The beginning of the end of childhood

I remember when Marcel was around thirteen looking backwards, trying to nail down when childhood ended and adolescence started. A number of factors led me to believe it was around ten and a half. Of course, when Marcel was ten and a half I didn't notice the small signs, those only hit me afterwards. 

Having been through it twice before, I am more in tune this time round. Léon will be ten in two months time. Of course, he is still a little boy, but the beginning of the end is already there, if you look closely. Most clearly for me is his attitude to play parks. I remember that with Marcel too. He went almost overnight from running around like a daftie, to looking bored and restless every time we went to one on a Saturday afternoon. (With Charlotte it was more apparent with softplay - she went from climbing to asking for a coffee and sitting watching Léon!)

Twice during these holidays I have taken Léon to a play park: Rouken Glen and Chatelherault country park. At the country park, he bounced off like a gazelle and climbed
 Chatelherault country parkquickly to the top of the tall climbing rope, but then as the girls moved round all the other objects in the park, he simply sat down on the bench with the adults and Charlotte and watched. He wasn't tired or sad, just a little beyond that point, as if he no longer needed to swing. He was happy to chat to us but I could see his interest in these childhood delights was waning. He was far more interested in the forest at the country park as it offered a greater challenge.

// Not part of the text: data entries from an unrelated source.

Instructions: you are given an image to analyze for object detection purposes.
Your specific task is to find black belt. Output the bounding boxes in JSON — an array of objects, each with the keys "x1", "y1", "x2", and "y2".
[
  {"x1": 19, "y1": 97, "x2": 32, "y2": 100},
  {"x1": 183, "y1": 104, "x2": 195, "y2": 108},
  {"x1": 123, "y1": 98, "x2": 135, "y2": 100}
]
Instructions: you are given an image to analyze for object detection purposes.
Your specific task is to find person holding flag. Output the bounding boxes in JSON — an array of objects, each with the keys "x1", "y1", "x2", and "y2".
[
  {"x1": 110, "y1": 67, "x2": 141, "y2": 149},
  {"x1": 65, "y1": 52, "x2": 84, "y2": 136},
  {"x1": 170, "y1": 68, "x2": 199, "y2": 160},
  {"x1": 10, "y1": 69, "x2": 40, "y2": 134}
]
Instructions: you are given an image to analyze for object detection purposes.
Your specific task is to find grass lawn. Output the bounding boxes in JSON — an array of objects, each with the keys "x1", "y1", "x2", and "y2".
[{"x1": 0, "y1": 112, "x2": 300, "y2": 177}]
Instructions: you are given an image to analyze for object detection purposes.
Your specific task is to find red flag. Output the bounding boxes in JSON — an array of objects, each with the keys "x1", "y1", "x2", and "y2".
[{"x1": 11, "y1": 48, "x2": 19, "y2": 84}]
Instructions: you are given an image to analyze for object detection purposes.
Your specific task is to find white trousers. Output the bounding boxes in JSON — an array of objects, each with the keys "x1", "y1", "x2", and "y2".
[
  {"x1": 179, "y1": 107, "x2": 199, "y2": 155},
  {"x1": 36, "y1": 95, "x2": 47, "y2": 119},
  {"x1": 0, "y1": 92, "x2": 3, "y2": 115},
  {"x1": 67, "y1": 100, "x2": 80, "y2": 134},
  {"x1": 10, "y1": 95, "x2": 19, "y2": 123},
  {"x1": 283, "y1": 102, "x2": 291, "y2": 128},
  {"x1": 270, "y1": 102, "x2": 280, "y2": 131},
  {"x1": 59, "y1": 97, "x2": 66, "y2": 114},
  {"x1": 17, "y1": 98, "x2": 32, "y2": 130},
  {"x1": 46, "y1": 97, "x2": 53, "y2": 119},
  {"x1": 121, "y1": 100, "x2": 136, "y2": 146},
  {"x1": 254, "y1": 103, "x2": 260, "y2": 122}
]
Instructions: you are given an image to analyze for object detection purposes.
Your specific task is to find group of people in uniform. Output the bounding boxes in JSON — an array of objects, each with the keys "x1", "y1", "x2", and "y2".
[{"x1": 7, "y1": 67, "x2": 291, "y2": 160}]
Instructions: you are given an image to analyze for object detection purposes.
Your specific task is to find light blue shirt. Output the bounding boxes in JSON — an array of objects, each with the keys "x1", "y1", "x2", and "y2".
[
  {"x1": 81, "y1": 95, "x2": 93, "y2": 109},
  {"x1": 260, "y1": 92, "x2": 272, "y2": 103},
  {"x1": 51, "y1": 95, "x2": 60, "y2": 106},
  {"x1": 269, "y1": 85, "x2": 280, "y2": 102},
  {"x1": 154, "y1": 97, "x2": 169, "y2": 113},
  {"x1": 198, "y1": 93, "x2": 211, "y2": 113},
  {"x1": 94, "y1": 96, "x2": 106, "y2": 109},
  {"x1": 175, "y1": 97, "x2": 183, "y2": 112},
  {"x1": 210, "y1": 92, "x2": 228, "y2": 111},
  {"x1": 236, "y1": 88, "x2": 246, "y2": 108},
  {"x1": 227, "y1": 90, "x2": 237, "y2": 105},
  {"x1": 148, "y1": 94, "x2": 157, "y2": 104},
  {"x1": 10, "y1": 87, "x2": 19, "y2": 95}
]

Then last week I took him to Rouken Glen. That's a park he has often visited so it holds no challenges. From the outset, he just wasn't engaged and stood chatting to the adults. Even six months ago in the same place, he'd immediately have run off and befriended the first male child he saw and climbed with him. Now he wants to 'chill'!

But there's still some time left. I could see he was much happier to be dumped on a beach the following day with the remit of exploring the rock pools.

I guess it is a wake-up call to open my eyes and witness every last minute before, he, like Marcel before him, leaves childhood behind him altogether. There's a bitter sweetness involved in it all. As I watch childhood die, this time round at least, I know that what you get at the other end of the process is a true friend who you enjoy spending time with and talking to as an equal!

Marcel last came on the family summer holiday at 15. He would love to still come on that (not that we're having one this year) but he also wants to go off alone and return to recount his exploits. That gives me five more summers to relish.

How fast childhood passes when you're the parent.